Portanto, esse texto polêmico tem profunda relação com o romance de Teófilo,
pois dá nome há alguns personagens estampadas na história. Os engrossadores de Nogueira
Accioly, segundo o autor, não tiveram nenhuma estima verdadeira, apenas buscavam o “cofre
da graça (1912. p. 21).
Teófilo foi bastante impetuoso de acusar publicamente um advogado de não ter
“valor jurídico” (1924, p. 117), de ser um bajulador do governo e de possuir uma retórica
vazia e sem provas (idem, p. 119).
Como desafeto, o médico Meton de Alencar, diretor de Higiene do Estado, no
período da Oligarquia Acciolyna, destaca-se na missão por mais de vinte anos de
deslegitimar a campanha de vacinação de Rodolfo Teófilo.
Em meados de 1920, indignado pelas críticas do escritor, ele tentou publicar nos
jornais Correio do Ceará e ao Diário do Ceará, artigos acusatórios, mas foram recusados.

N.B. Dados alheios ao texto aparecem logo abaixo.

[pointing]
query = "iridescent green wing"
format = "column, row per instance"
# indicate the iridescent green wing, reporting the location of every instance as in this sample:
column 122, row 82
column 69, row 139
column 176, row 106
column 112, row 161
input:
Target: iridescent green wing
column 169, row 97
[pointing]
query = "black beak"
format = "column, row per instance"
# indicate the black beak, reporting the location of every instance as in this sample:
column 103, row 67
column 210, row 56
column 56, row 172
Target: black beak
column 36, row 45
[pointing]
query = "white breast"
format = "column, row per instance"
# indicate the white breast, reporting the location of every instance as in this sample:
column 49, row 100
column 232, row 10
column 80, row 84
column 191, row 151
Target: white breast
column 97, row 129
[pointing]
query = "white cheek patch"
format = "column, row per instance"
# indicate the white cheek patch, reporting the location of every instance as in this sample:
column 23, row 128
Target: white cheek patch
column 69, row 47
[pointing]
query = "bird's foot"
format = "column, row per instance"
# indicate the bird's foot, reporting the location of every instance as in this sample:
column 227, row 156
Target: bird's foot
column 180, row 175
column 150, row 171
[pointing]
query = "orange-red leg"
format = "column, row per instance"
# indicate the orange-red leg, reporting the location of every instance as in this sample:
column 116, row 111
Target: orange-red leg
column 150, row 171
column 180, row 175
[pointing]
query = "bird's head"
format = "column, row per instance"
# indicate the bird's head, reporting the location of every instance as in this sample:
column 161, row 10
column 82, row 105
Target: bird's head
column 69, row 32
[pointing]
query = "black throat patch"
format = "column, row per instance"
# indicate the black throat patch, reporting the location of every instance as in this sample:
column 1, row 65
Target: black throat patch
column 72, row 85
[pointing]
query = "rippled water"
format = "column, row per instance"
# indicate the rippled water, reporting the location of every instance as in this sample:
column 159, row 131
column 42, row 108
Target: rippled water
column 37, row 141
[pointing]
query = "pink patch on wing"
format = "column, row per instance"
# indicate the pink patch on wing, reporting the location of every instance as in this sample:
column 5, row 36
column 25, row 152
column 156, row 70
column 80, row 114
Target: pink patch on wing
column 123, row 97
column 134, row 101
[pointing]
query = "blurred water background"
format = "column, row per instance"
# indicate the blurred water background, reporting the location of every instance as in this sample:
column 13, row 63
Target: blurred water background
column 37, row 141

Diante da negativa, faz-se publicar o livro O Sr. Rodolfo Teófilo e sua Obra - Estudo Crítico,
de 128 páginas,
Provocado, em dias do mês de novembro de 1920, por um escrito do sr. Rodolfo
Teófilo intitulado – A varíola, - vim a público com o artigo que linhas a baixo se lê e
em que assumi o compromisso de analisar a sua obra pelo prisma da verdade,
mostrando seus erros, o seu desamor à verdade, o seu apego às pornografias e a sua
inconsciência no próprio exercício profissional [...] no sempre firme e invejável
propósito de dizer bem de si e mal dos outros, engenhoso processo com que há
conseguido alicerçar-se fama de escritor, de benemérito e... quiçá de sábio. Diz mal
dos outros, e, por não perder o costume, reedita, contra mim, uma das suas muitas
provocações (ALENCAR, 1923, p. 3).
É constante a acusação das ações de Teófilo com o fim de obter ‘glória’ e para
desqualificá-lo, assim como fizera Adolfo Caminha, tenta reduzir seu valor literário citando
suas atividades profissionais, com um tom bastante sarcástico
É que para o Sr. Rodolfo Teófilo só há nesta terra um romancista que é ele próprio,
um cientista que é ainda ele próprio, quando vacina de cócoras pelas areias no morro
do Moinho e quando fabrica os seus xaropes e suas laranjinhas e vinhos de caju,
com e sem álcool: só há um benemérito que, finalmente é ele próprio, por todas
essas coisas e mais algumas. [...] Nas páginas precedentes [...] sem preocupações
literárias, cremos que fica o Sr. Rodolfo Teófilo reduzido às suas justas proporções
sob diversos aspectos com que se pretende impor a admiração e a gratidão do povo
cearense ( 1923, p. 128).
Para embasar o descrédito literário de seu alvo, Meton utiliza-se como argumento,
as palavras de autoridade de dois críticos que desapreciaram a obra de Teófilo: Osório Duque
Estrada “distinto e notável jornalista carioca” (idem, p.12) e Adolfo Caminha ‘primoroso
crítico’ (idem, p. 15). Ele usa 5 páginas de citações das Cartas literárias, de Caminha e da
crítica de Osório Duque Estrada, para embasar a sua opinião.
303
O texto de Meton, por mais que afirme que pretenda estudar a “personalidade
literária” de Teófilo, não pode ser configurada como uma crítica justa. Aqui não fazemos o
papel advogado do autor d’A fome, porque o texto de Meton é altamente parcial, eivado de
ataques pessoais.
Após diversas citações, cujos “críticos de reconhecido mérito negam engenho e
arte para um tal mister” (id. p. 17), ele apela ao leitor que julgue o valor literário do escritor,
porque mesmo a “crítica sincera, desapaixonada e justa de Adolfo Caminha, naquele tempo, e
a de Duque Estrada, ultimamente, não conseguiram calar no espírito do irrequieto
escrivinhador de coisas inúteis” (id. p. 19). Como já analisamos, páginas atrás, como
considerar a crítica de Caminha “desapaixonada” em torno de Teófilo? E Duque Estrada, que
afirmou que leu apenas um capítulo de Libertação do Ceará para escrever um texto
depreciativo sobre ele?
Sobre o merecimento literário de Rodolfo Teófilo, para confirmar o juízo de que o
escritor possui uma linguagem simplória, incorreta e o “natural pendor para fantasias e contos
inverídicos” (id. p. 20) traz 24 páginas de trechos de O Paroara182, para mostrar ao leitor, os
possíveis erros de escrita, sinais crassos de ‘asneiras’.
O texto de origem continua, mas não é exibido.